Vologuine était beaucoup plus mal à l'aise qu'il ne le laissait paraître. La discipline du Parti sortait furieusement renforcée de la lutte contre les trotskistes. Vologuine était là pour faire exécuter les décisions prises par des camarades plus qualifiés, mieux informés que lui - et que Kyo. En Russie, il n'eût pas discuté. Mais il n'avait pas oublié encore la lourde patience avec laquelle les Bolcheviks enseignaient inlassablement leur vérité à des foules illettrées - les discours de Lénine, ces spirales opiniâtres par lesquelles il revenait six fois sur le même point, un étage plus haut chaque fois. La structure du Parti chinois était loin d'avoir la force de celle du Parti russe ; et les exposés de la situation, les instructions, même les ordres, se perdaient souvent sur le long chemin de Moscou à Shanghaï.

- ... Inutile d'ouvrir la bouche avec cet air, enfin... abruti, dit-il. Le monde croit Han-Kéou communiste, tant mieux. Ça fait honneur à notre propagande. Ce n'est pas une raison pour que ce soit vrai.

- Quelles sont les dernières instructions ?

- Renforcer le noyau communiste de l'armée de fer. Nous pouvons peser dans l'un des plateaux de la balance. Nous ne sommes pas une force par nous-mêmes. Les généraux qui combattent avec nous, ici, haïssent autant les Soviets et les communistes que Chang-Kaï-Shek. Je le sais, je le vois, enfin... tous les jours. Tout mot d'ordre communiste les jettera sur nous. Et sans doute les mènera à une alliance avec Chang. La seule chose que nous puissions faire est de démolir Chang en nous servant d'eux. Puis Feng-Yu-Shiang de la même façon, s'il le faut. Comme nous avons démoli, enfin, les généraux que nous avons combattu jusqu'ici en nous servant de Chang. Parce que la propagande nous apporte autant d'hommes que la victoire leur en apporte, à eux. Nous montons avec eux. C'est pourquoi gagner du temps est l'essentiel. La Révolution ne peut pas se maintenir, enfin, sous sa forme démocratique. Par sa nature même, elle doit devenir socialiste. Il faut la laisser faire. Il s'agit de l'accoucher. Et pas de la faire avorter.

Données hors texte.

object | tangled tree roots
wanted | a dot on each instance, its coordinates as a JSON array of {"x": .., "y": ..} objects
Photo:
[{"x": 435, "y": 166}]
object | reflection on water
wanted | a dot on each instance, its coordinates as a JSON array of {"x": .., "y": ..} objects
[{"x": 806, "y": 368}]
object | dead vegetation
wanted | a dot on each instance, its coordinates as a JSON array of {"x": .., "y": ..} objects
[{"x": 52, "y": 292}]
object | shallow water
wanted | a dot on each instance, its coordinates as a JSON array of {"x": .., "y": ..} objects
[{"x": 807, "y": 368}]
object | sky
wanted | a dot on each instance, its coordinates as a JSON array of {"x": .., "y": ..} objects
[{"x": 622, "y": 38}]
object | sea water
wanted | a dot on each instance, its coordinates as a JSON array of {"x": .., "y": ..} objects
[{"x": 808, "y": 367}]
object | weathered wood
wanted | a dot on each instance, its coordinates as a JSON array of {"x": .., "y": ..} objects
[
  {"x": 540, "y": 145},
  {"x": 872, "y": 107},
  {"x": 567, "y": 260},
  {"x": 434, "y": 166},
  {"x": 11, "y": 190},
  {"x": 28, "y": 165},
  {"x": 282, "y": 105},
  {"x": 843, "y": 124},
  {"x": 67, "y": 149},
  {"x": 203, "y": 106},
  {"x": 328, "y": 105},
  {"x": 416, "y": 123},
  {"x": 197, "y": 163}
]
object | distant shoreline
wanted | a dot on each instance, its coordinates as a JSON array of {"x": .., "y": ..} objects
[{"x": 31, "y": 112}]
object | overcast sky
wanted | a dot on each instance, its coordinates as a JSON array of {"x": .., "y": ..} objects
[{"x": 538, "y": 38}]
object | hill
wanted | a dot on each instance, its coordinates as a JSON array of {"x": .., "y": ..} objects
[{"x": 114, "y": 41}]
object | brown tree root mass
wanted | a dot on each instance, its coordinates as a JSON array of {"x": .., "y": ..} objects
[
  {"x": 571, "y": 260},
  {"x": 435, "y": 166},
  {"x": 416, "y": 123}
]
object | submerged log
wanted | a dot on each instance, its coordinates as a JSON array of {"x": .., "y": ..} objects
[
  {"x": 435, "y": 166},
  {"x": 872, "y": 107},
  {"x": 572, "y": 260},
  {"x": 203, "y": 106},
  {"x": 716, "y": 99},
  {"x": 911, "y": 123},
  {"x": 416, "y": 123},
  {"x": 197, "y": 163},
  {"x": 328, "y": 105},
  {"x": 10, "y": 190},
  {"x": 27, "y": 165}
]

- Oui. Mais il y a dans le marxisme le sens d'une fatalité, et l'exaltation d'une volonté. Chaque fois que la fatalité passe avant la volonté, je me méfie.

- Un mot d'ordre purement communiste, aujourd'hui, amènerait l'union, enfin, immédiate, de tous les généraux contre nous : 200.000 hommes contre 20.000. C'est pourquoi il faut vous arranger à Shanghaï avec Chang-Kaï-Shek. S'il n'y a pas moyen, rendez les armes.

- À ce compte, il ne fallait pas tenter la Révolution d'octobre : combien étaient les bolcheviks ?

- Le mot d'ordre « la paix » nous a donné les masses.